Nas sessões, o psicoterapeuta ajuda o paciente na identificação das emoções e no reconhecimento de fatores desencadeadores de possíveis mudanças de comportamento repentinas. Na rede pública, o trabalho é feito por uma equipe multidisciplinar. “O paciente pode ser medicado e suas manias e depressões diminuírem a intensidade, quiçá cessarem. É através do tratamento que conseguimos que o paciente tenha consciência da sua doença e se estimule a realizar essas atividades de reflexões e auto-avaliações”, conclui.

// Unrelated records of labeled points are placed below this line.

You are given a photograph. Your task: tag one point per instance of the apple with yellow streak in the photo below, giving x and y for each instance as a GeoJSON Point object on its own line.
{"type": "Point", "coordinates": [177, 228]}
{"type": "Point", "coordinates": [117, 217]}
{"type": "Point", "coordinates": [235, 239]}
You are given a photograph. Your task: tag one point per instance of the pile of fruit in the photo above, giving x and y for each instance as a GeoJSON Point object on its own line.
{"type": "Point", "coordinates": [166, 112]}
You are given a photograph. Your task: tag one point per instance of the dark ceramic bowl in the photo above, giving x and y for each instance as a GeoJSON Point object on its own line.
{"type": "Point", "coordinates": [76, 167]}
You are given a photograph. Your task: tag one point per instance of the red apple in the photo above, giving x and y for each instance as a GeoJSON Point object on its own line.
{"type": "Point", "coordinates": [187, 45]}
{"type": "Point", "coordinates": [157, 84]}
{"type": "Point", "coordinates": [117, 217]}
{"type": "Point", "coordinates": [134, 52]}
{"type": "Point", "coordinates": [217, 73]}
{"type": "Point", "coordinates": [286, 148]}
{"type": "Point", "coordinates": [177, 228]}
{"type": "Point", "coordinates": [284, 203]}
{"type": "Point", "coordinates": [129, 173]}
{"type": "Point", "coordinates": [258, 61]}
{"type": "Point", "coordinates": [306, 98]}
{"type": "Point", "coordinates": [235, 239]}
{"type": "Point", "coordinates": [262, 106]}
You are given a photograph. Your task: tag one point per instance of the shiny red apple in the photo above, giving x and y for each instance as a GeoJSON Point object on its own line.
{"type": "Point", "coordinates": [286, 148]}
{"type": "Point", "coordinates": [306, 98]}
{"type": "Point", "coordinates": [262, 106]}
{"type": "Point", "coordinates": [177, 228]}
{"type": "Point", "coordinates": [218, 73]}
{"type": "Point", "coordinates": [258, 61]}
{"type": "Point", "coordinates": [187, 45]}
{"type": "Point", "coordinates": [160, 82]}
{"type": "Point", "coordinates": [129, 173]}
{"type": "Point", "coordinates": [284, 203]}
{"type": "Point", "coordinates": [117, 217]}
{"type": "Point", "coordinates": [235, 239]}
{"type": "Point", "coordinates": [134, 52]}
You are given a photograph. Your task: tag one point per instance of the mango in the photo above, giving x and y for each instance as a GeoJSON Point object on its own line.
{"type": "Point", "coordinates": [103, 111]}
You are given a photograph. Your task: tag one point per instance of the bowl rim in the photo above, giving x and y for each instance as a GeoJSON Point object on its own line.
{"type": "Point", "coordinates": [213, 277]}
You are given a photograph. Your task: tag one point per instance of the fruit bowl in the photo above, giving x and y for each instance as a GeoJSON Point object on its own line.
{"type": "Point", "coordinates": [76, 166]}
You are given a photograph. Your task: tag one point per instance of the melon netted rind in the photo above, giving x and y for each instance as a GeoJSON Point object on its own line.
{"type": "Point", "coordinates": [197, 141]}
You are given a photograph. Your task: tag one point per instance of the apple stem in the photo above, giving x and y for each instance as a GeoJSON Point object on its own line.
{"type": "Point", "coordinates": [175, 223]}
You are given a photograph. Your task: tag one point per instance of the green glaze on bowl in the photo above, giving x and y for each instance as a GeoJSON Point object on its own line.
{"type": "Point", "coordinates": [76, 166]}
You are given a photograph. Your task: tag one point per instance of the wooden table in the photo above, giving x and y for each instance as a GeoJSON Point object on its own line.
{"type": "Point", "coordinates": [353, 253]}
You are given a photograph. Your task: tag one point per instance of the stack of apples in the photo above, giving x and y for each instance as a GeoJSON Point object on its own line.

DESTINAÇÕES E TIPOS DOS CAPS

Os CAPS possuem caráter aberto e comunitário, dotados de equipes multiprofissionais, realizando atendimento a usuários com transtornos mentais graves e persistentes, a pessoas com sofrimento e/ou transtornos mentais, em geral sem excluir aqueles decorrentes do uso de crack, álcool ou outras drogas. São organizados nas seguintes modalidades: CAPS I - atende pessoas de todas as faixas etárias que apresentam prioritariamente intenso sofrimento psíquico decorrente de transtornos mentais graves e persistentes, incluindo aqueles relacionados ao uso de substâncias psicoativas, e outras situações clínicas que impossibilitem estabelecer laços sociais e realizar projetos de vida. Indicado para municípios ou regiões de saúde com população acima de 20 mil habitantes. Existem 788 unidades no país. CAPS II - Com atendimento similar ao do Caps I, é indicado para municípios ou regiões de saúde com população acima de 70 mil habitantes. Existem 424 unidades no país. CAPS III - atende prioritariamente pessoas em intenso sofrimento psíquico decorrente de transtornos mentais graves e persistentes, incluindo aqueles relacionados ao uso de substâncias psicoativas, e outras situações clínicas que impossibilitem estabelecer laços sociais e realizar projetos de vida. Proporciona serviços de atenção contínua, com funcionamento vinte e quatro horas, incluindo feriados e finais de semana, ofertando retaguarda clínica e acolhimento noturno a outros serviços de saúde mental, inclusive CAPS AD. Indicado para municípios ou regiões de saúde com população acima de 200 mil habitantes. Existem 56 unidades no país. CAPS AD - atende pessoas de todas as faixas etárias que apresentam intenso sofrimento psíquico decorrente do uso de crack, álcool e outras drogas. Indicado para municípios ou regiões de saúde com população acima de 70 mil habitantes. Existem 268 unidades no país. CAPS i- atende crianças, adolescentes e jovens (até 25 anos) que apresentam prioritariamente intenso sofrimento psíquico decorrente de transtornos mentais graves e persistentes, incluindo aqueles relacionados ao uso de substâncias psicoativas, e outras situações clínicas que impossibilitem estabelecer laços sociais e realizar projetos de vida. Indicado para municípios ou regiões com população acima de 200 mil habitantes. Existem 134 unidades no país.